Starting date: October 01, 2021
Deadline for Applications: July 5th, 2021
Keywords: natural language processing, citation classification, transfer learning, deep learning
The NanoBubbles ERC project objective is to understand how, when and why science fails to correct itself. The project’s focus is nanobiology and it combines approaches from the natural, computer science, and social sciences and the humanities (Science and Technology Studies) to understand how error correction in science works and what obstacles it faces. For this purpose, we aim to trace claims and corrections in various channels of scientific communication (journals, social media, advertisements, conference programs, etc.) via natural language processing.
The challenge is to build data sets, models and tools that enable organising and analysing the rapidly evolving ecology of online comments complementary to conventional scientific records:
- This means not only counting references to a document but also assessing and leveraging the content of both cited and citing document.
- This means not only identifying named entity, claims and counter claims but also extracting structured knowledge from text.
- This means not only taking advantage of existing data to learn models but also building tools for creation and annotation of new sets of data so to train advance language models.
Citations are an important indicator of the state of a scientific field. They reflect how authors frame their work and influence its adoption by future researchers. However, despite recent work in NLP [Bakhti2018,Jurgens2016,Pride2019,Yu2020], citation behaviour and how it can be used to point out error correction lack large scale and deep citation analyses.
The objective of this PhD is to design new NLP method to detect and qualify citations and extract citation network in scientific research.
[Bakhti2018] Bakhti, K., Niu, Z., Yousif, A., & Nyamawe, A. S. (2018, August). Citation function classification based on ontologies and convolutional neural networks. In International Workshop on Learning Technology for Education in Cloud (pp. 105-115). Springer, Cham.
[Jurgens2016] Jurgens, D., Kumar, S., Hoover, R., McFarland, D., & Jurafsky, D. (2016). Citation classification for behavioral analysis of a scientific field. arXiv preprint arXiv:1609.00435.
[Pride2019] Pride, D., Knoth, P., & Harag, J. (2019, June). ACT: an annotation platform for citation typing at scale. In 2019 ACM/IEEE Joint Conference on Digital Libraries (JCDL) (pp. 329-330). IEEE.
[Yu2020] Yu, W., Yu, M., Zhao, T., & Jiang, M. (2020, April). Identifying referential intention with heterogeneous contexts. In Proceedings of The Web Conference 2020 (pp. 962-972).
Master 2 in Natural Language Processing, computer science or data science.
Programming experience in Python and in a deep learning framework.
Previous experience in NER, RE and dataset manipulation would be a plus.

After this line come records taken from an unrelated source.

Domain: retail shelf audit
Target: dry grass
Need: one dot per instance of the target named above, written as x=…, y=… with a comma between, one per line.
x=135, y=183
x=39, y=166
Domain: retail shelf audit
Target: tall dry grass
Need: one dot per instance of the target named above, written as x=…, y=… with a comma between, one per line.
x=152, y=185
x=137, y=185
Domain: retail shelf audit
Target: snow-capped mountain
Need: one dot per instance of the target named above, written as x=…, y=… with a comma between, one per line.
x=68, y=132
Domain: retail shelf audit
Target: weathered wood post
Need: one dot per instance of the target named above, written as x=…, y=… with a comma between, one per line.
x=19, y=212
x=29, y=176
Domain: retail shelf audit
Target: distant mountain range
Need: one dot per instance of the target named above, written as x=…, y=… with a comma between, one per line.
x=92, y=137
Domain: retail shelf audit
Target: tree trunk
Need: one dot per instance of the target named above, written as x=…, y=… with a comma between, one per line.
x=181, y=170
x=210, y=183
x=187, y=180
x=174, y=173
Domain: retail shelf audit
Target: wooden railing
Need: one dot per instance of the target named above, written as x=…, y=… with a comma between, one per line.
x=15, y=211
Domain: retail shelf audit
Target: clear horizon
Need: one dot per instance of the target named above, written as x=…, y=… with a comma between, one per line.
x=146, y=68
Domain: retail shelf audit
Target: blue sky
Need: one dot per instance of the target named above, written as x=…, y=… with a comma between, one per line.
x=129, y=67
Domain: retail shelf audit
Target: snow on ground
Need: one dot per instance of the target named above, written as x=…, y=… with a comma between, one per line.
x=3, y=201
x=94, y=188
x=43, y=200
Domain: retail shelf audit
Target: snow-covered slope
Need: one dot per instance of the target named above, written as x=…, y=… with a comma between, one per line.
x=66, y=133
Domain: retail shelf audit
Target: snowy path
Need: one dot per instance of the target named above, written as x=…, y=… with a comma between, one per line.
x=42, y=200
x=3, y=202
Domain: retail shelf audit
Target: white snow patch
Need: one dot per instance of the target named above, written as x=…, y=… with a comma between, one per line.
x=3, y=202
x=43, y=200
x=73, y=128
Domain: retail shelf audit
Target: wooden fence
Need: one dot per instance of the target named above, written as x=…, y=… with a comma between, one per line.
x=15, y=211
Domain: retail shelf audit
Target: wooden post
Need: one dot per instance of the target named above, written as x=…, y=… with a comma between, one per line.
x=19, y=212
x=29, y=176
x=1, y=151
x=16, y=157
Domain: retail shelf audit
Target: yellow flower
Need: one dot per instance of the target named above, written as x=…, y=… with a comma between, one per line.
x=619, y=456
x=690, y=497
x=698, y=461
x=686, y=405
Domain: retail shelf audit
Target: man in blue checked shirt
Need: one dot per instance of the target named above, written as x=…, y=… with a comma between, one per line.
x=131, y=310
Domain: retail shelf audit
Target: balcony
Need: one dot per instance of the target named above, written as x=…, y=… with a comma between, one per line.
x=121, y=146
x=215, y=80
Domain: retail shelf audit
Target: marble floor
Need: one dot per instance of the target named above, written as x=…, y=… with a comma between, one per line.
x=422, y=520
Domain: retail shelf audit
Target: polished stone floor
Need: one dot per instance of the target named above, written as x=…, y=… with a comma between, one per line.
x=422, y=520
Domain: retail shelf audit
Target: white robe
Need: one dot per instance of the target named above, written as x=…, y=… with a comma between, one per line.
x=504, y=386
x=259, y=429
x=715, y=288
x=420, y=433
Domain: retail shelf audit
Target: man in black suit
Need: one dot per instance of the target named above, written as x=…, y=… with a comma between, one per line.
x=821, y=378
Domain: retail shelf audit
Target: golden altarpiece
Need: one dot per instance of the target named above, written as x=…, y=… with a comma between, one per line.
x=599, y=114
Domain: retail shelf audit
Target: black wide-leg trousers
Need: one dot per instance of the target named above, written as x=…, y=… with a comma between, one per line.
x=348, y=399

The thesis will be conducted within the Sigma and Getalp teams of the LIG laboratory (http://sigma.imag.fr/ and https://lig-getalp.imag.fr/). The recruited person will be welcomed within the teams which offer a stimulating, multinational and pleasant working environment. The means to carry out the PhD will be provided both in terms of missions in France and abroad and in terms of equipment (personal computer, access to the LIG GPU servers).
The person will also be required to collaborate with several teams involved in the ERC Nanobubbles project, in particular with researchers from the IRIT lab (Toulouse, France), University of Paris Sorbonne as well as researchers from Maastricht University, Radboud Universiteit and University of Twente based in the Netherlands.
Instructions for applying
Applications are expected until July 5th, 2021. They must contain: CV + letter/message of motivation + master notes + letter(s) of recommendation; and be addressed to Cyril Labbé (cyril.labbe at imag.fr), François Portet (Francois.Portet at imag.fr) and Yasemin J. Erden (y.j.erden at utwente.nl).
Applications will be considered on the fly. It is therefore advisable to apply as soon as possible.